Computer Mishaps Lead to Search for Failsafe Software

July 27, 1995

FATAL DEFECT: CHASING KILLER COMPUTER BUGS

Ivars Peterson

Times Books

260 pp., $25

IF the generals had believed their computers, World War III could have been started on the morning of June 3, 1980, the result of a poorly written computer program.

On that morning at 1:26, writes Ivars Peterson in his new book ''Fatal Defect,'' ''displays at the Strategic Air Command (SAC) post at Offutt Air Force Base near Omaha, Nebraska, suddenly indicated that two submarine-launched ballistic missiles were heading toward the United States. Eighteen seconds later, the early warning system displayed that even more missiles were en route.

''Then, strangely, it announced that no missiles were coming. Shortly thereafter, new information appeared showing that Soviet intercontinental ballistic missiles had been launched. Meanwhile, displays at the National Military Command Center in the Pentagon started to register the launch of enemy missiles from submarines.''

Of course, there was no Soviet missile launch. The problem was a faulty integrated circuit on a communications link within the Strategic Air Command. Prior to June 3, Peterson explains, the military had checked the integrity of its communications link ''by sending fake attack messages, with a zero filled in for the number of missiles detected.'' But when the chip failed, it started filling in random numbers.

Who is to blame? The company that manufactured the chip? The Air Force, for failing to service its equipment? Neither, Peterson writes. The fault lies with the system's designers, who decided to test their communications link with actual attack messages, while failing to build into their programs codes for detecting communications errors. The phantom missile attack was an accident waiting to happen. It's also one of the many cases of programmed design flaws and resulting computer foul-ups described in this new book.

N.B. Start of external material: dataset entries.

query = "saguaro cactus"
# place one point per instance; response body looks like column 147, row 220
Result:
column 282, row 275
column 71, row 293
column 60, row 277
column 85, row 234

Others include the breakdown of the AT&T long distance network on Jan. 15, 1990, and of the Therac-25, a medical radiation therapy device that accidentally overdosed six patients - causing several deaths.

These cases have been a cause celebre among computer cognoscenti in recent years, largely because of the efforts of two people: Peter G. Neumann, a scientist at SRI International, who has spent the last decade moderating an electronic mailing list called RISKS that is devoted to reporting and commenting on cases of computer-related malaise; and Nancy G. Leveson, a professor at the University of Washington in Seattle, whose detailed analysis of the problems in the Therac-25 episode has served as a landmark study of problems that arise when computers are used in safety-critical applications.

Peterson spends his first two chapters recounting Neumann's and Leveson's work. In his third chapter, he writes about the potential for disaster in computer-controlled nuclear plants, focusing on the career of David L. Parnas, a software engineer who is best known for his criticism of the US government's ''star wars'' Strategic Defense Initiative.

By following the careers of these researchers, Peterson shows that software safety is a pressing problem that more often than not is ignored. He also tells a good story. But then something goes wrong, and in the chapters that follow, Peterson fails to deliver on his promise of chasing down killer computer bugs.

Instead of tearing apart the question of why computer programs always have bugs and exploring the ways in which the impact of these bugs can be minimized, Peterson looks at people who have tried - and mostly failed - to make computers more reliable.

It makes for confusing reading. After convincingly demonstrating that there are no ''silver bullets'' in developing safe software, he burdens the reader with a slow and somewhat confusing chapter about Victor R. Basili, a computer science professor at the University of Maryland, who has spent much of his career searching for such a silver bullet for NASA's unmanned space exploration program.

Peterson's book is an entertaining introduction to the problems of creating reliable computer systems. But for an indication of how widespread the problem is, one would do better to read Neumann's recently published book, ''Inside RISKS'' (Addison-Wesley).

Besides containing literally hundreds of computer-related disasters, ''Inside RISKS'' also has provocative essays on threats to privacy, and the threats to democracy of computer-controlled voting machines.

Unfortunately, neither Peterson nor Neumann does much to suggest alternative ways of software development - techniques that would allow computers to be used with confidence to fly aircraft, drive cars, and control power plants. To find those alternatives, check out Leveson's new book, ''Safeware'' (Addison Wesley).

Read any of these books, and you will make an unsettling discovery. What is explained as human error - a plane crash, a train wreck, or simply a lost file on your desktop PC - is in fact frequently designed-in failure.